Quiet Sounds of the Breast
Choral music went through a phase of profound change during the nineteenth century. Educators imparted knowledge by teaching songs; the middle class – which was in the middle of the emancipation – discovered choral singing as a medium for representation and identification. Vocal music for several voices thus left its ancestral seat in the church and liturgy and took over the salon, concert hall and singer’s festival. German cities established
vocal academies; large – sometimes gigantic!
– choirs of laypersons dedicated themselves
to the performance of sacred oratorios. But even more important for the diffusion of a broad musical culture was the singing of secular
choral music. Vocal groups were founded everywhere, people gathered to make music simply for fun, either in their clubroom, regulars’
table or on outings to the country.
This development went hand in hand with the “rediscovery” of the folksong, in which both poet and musician saw the consummation of the ideal of a long lost simplicity and naturalness. Romantic poets collected old traditional songs, poems and sayings from unknown authors and used them as models for new literature in a popular
style. Des Knaben Wunderhorn. Alte deutsche
Lieder (The Youth‘s Magic Horn. Old German
Songs), by Clemens Brentano and Achim von Arnim, published between 1805 and 1808, became one of the most important sources of texts for vocal music in the following decades. But it was not only the folksong, whose unity of text and melody implied singing, that was appropriated
by nineteenth-century composers, but also contemporary lyric poetry. The relationship
between poetry and music became so profound, the solo and choral Lied repertoire so popular, that even today, we know many verses only in connection with a melody. The subjects of such songs are manifold: joyous Minnesang, the reckless hunt, restless wayfaring, idyllic nature
and naive fairy-tale scenes. But above all, we find leise Töne der Brust, quiet sounds of the breast, melancholy and unquenchable longing, loss and pain, the desire for fulfillment in death. And always: nature serves as the backdrop for subjective sensation.

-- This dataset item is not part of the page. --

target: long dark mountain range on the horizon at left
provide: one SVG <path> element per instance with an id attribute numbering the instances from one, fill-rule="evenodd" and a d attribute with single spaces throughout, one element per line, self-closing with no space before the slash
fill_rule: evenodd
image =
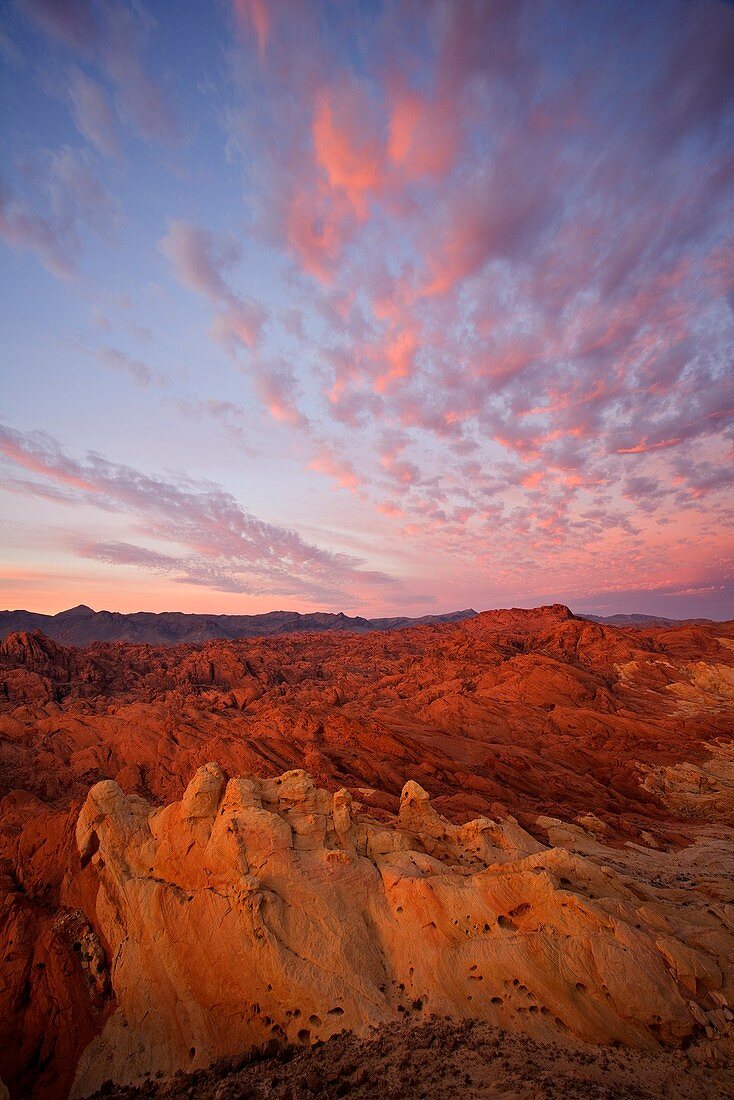
<path id="1" fill-rule="evenodd" d="M 69 646 L 88 646 L 92 641 L 136 641 L 154 646 L 179 642 L 212 641 L 215 638 L 256 638 L 294 634 L 303 630 L 349 630 L 370 634 L 402 627 L 426 626 L 434 623 L 461 623 L 476 612 L 467 608 L 446 615 L 424 615 L 420 618 L 362 618 L 331 612 L 267 612 L 264 615 L 186 615 L 183 612 L 96 612 L 86 604 L 69 607 L 58 615 L 35 612 L 0 612 L 0 639 L 18 630 L 41 630 L 47 638 Z"/>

The new choral movement provided composers
with a broad field for their activities. They founded ensembles, led rehearsals and concerts and composed the suitable literature. Friedrich Silcher, for example, who headed an academic “Liedertafel” – i.e. a men’s choral society – left us over 100 choral songs for four-part men’s choir. Another prominent example is Johannes Brahms, who conducted a women’s choir in Hamburg and gladly took the enthusiastic
admiration of 40 ladies into account. But even at that time, critics were suspicious about art whose popularity rested on its proximity to folklore. Their skepticism did not hold composers
back, however, from integrating folksongs into their works in the most diverse manners. The strophic song, simply harmonized for several
voices, was the first step in this process. Das Heimattal (The Home Valley) is a good model of this type of Lied, which hoped to make choral singing accessible to all classes. In his Romanzen
für Frauenstimmen (Romances for Women’s
Voices), Robert Schumann goes one step further. He imitates the folksong by using clearly structured forms, intuitive melodies and folkloristic
sounds; within this well known framework, however, he uses subtle effects – a catchy rhythm, a surprising dissonance – for an artful implementation of the text. Although the well-known melody of the old ballad Es waren zwei Königskinder (There Were Two Royal Children)

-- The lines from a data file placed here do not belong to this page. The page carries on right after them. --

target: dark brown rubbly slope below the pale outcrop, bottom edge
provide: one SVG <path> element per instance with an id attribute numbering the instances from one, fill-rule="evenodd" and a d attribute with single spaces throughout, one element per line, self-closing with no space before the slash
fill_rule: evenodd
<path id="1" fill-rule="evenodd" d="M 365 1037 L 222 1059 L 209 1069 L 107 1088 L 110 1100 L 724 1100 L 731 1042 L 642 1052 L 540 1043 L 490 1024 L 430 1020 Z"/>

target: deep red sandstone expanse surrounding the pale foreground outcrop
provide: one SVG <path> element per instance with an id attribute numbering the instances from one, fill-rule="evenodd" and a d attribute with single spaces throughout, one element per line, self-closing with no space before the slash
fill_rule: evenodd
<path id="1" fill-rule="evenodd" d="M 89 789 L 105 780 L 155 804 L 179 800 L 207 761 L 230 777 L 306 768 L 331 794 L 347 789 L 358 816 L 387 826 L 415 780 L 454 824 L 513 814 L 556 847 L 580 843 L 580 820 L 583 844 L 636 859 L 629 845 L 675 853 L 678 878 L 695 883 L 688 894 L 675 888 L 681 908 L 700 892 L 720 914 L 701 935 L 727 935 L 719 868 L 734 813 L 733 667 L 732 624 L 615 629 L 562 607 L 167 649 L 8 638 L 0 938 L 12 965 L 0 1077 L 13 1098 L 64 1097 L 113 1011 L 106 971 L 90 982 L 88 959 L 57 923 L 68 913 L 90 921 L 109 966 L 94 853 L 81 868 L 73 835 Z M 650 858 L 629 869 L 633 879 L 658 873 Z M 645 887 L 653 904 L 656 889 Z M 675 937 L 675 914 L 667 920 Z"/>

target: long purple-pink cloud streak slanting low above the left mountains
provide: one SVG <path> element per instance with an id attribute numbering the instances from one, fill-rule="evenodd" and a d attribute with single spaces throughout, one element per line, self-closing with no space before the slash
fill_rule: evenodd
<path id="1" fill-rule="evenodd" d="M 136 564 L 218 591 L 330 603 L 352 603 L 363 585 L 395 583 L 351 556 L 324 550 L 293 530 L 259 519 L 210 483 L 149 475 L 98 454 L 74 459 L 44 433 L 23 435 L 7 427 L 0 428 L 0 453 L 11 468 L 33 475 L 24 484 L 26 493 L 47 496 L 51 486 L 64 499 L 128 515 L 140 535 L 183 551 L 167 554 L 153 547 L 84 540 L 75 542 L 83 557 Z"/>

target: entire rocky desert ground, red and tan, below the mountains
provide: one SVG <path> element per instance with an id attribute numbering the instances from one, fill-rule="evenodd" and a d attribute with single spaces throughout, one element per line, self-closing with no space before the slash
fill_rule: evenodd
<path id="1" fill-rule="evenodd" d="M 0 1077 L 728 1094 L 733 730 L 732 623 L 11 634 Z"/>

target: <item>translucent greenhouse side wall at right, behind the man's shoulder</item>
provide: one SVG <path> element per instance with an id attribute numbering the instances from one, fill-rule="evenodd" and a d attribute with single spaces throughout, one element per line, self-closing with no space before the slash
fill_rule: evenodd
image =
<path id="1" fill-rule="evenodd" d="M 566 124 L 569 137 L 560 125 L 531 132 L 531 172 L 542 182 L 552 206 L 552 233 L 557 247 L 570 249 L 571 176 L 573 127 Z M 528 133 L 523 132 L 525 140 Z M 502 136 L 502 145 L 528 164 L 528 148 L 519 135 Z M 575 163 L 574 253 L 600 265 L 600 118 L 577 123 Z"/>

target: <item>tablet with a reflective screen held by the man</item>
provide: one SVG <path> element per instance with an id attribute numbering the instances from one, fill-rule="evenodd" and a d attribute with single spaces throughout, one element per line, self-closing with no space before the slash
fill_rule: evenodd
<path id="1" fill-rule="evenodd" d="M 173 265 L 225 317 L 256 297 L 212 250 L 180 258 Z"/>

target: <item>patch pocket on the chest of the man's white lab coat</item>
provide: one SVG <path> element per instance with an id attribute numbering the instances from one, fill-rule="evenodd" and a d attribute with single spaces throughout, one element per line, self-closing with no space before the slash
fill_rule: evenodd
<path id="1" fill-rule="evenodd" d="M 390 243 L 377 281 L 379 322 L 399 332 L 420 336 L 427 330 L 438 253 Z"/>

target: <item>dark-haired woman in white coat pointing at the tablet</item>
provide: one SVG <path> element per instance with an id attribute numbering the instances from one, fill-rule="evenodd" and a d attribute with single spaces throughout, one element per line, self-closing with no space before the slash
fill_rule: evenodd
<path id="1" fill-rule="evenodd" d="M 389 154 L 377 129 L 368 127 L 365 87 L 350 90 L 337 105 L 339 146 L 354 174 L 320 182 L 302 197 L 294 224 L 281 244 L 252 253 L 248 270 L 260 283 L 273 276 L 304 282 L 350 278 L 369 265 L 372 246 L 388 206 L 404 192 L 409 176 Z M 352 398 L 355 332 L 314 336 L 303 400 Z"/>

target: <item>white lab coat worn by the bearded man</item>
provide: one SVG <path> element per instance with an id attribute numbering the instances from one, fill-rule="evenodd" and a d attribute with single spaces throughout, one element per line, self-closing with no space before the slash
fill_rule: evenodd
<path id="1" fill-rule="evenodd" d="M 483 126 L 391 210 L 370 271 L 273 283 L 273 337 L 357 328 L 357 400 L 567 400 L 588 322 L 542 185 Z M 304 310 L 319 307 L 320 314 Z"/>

is ever-present in Max Reger’s arrangement of the song, it almost becomes unrecognizable in some sections due to extensive chromatic and late-Romantic harmonic alteration. Der Lindenbaum
(The Lime Tree) takes the opposite track: originally an art song in Schubert’s Winterreise, the beloved melody became a folksong par excellence
in a somewhat simpler version, which resulted in its being set many times for choir. The fact that secular choral music could also exist without being anchored in the folksong was demonstrated by Johannes Brahms in one of his late works. With their accomplished feeling
for the choral sound, mastery of counterpoint
and highly concentrated form and setting, the Fünf Gesänge op. 104 (Five Songs) are the pinnacle of Romantic choral lyricism and can easily be compared to late Renaissance madrigals
as well as centuries of the most sublime sacred vocal music.
The varied selection of compositions found on this CD represents a short anthology of the Romantic choral Lied. Recordings of the Bavarian Radio Choir made between 1990 and 2004 also provide a retrospective of the more recent history of the ensemble, which celebrated its 60th anniversary in May 2006. During this time period, the choir was decisively
shaped by Michael Gläser, who was appointed its artistic director in 1989. Rupert Huber is one of the choir’s regular guest conductors,
and is represented here with one of his specialties: choral music by Robert Schumann.
The most recent work in this collection points to the future. It was the first production with Peter Dijkstra, who took over the choir’s artistic direction in 2005.